On the morning of October 7, 1841, Payne left his New York City lodgings (he had moved from the boarding house run by Mary's mother soon after Mary's death) and proceeded to drink excessively at various bars in his neighborhood, stopping briefly in a store to purchase a small bottle of the poison laudanum.

He caught an afternoon ferry for Hoboken, and his first stop in New Jersey was Loss's tavern.  There he drank brandy and possibly got directions to the infamous thicket where his lost love's clothing had been found.  Sitting next to the thicket, he took out a piece of paper and wrote: "To the World – here I am on the very spot.  May God forgive me for my misspent life."  Putting the note into his pocket, he then quickly consumed the poison and staggered off.

The laudanum took some time to work painfully through Payne's system, leaving the dying man enough time to stop at other taverns for more liquor.  He finally stumbled back to the place where Mary's body had been brought ashore.  He lay down on a bench there and died.

His suicide brought the Mary Rogers tale back to the headlines, although his cryptic note would not be seen as an admission of guilt -- his iron-tight alibi and numerous witnesses for the infamous Sunday remained above questioning -- and he was generally viewed as a love-struck romantic who could not bear life without his Mary.

Mrs. Loss on her deathbed. (Nathan MacDicken)
Mrs.

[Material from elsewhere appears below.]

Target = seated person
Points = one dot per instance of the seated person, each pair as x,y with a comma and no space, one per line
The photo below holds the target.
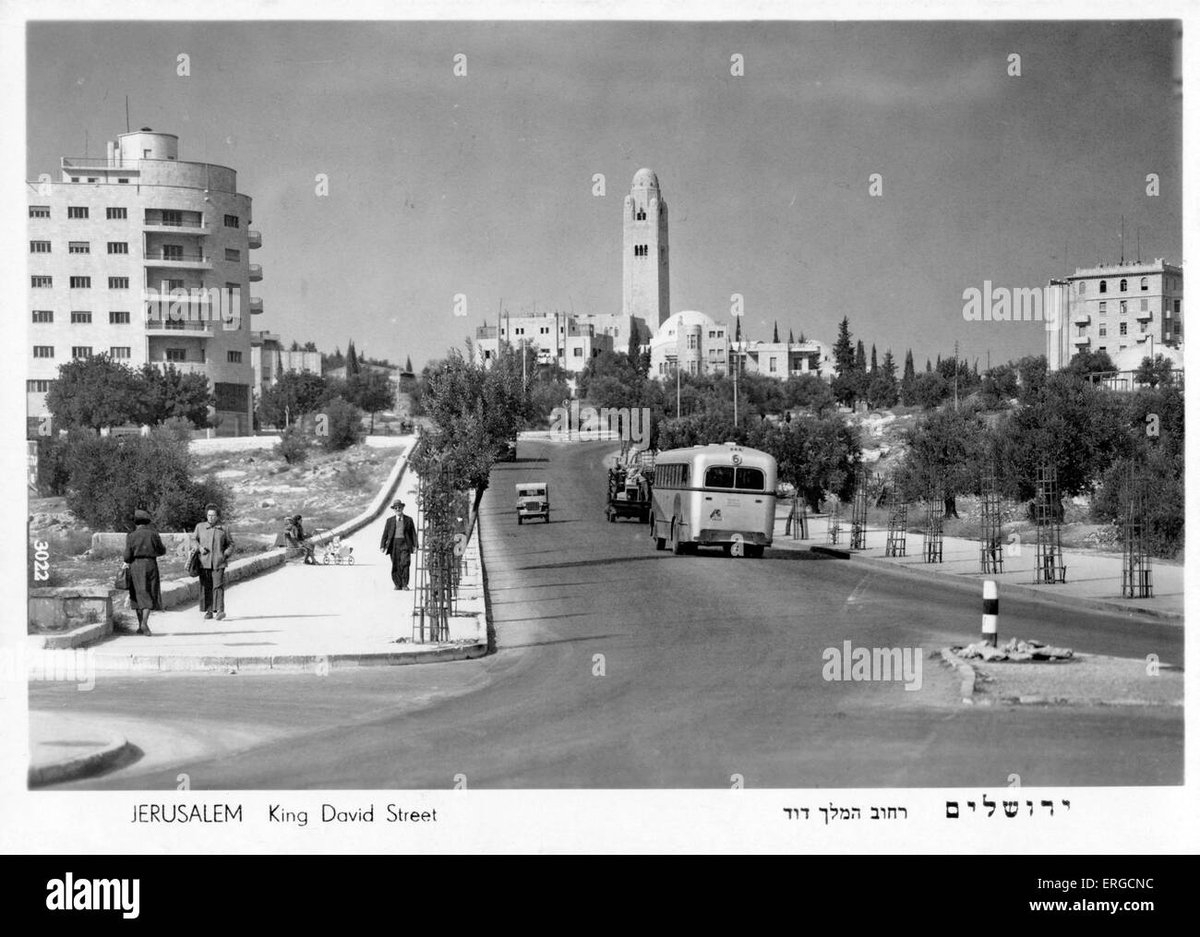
297,540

Loss on her deathbed.
(Nathan MacDicken)

Interest waned in the Mary Roger's murder after Payne's suicide until October 1842, when, apparently by accident, innkeeper Frederica Loss was shot by one of her sons.  For more than two weeks she lay on her deathbed, sometimes incoherent and sometimes shouting that the ghost of a young woman floated near her bed (Mary's ghost was also rumored to have visited former employer John Anderson in his final years).  In her last moments, according to various newspapers, Ross confessed that Mary Rogers and a young "dark and tall" doctor arrived at her inn on that fatal Sunday and an abortion was performed, from which Mary died of complications.  Her body was "taken at night by the son of Loss and sunk in the river where it would be found.  Mary's clothes were first ... sunk in a pond on the land of (a neighbor); but it was afterwards thought that they were not safe there, and they were accordingly taken and scattered through the woods as they were found."

Some questioned the genuineness of this alleged deathbed declaration, as it contradicted some of the known facts of the case – particularly the thumb and finger marks the coroner had found around Mary's neck and the same coroner's assertion that Mary had "been a person of chastity" – but the story would become the generally accepted one, partly because of a famous tale by Edgar Allen Poe.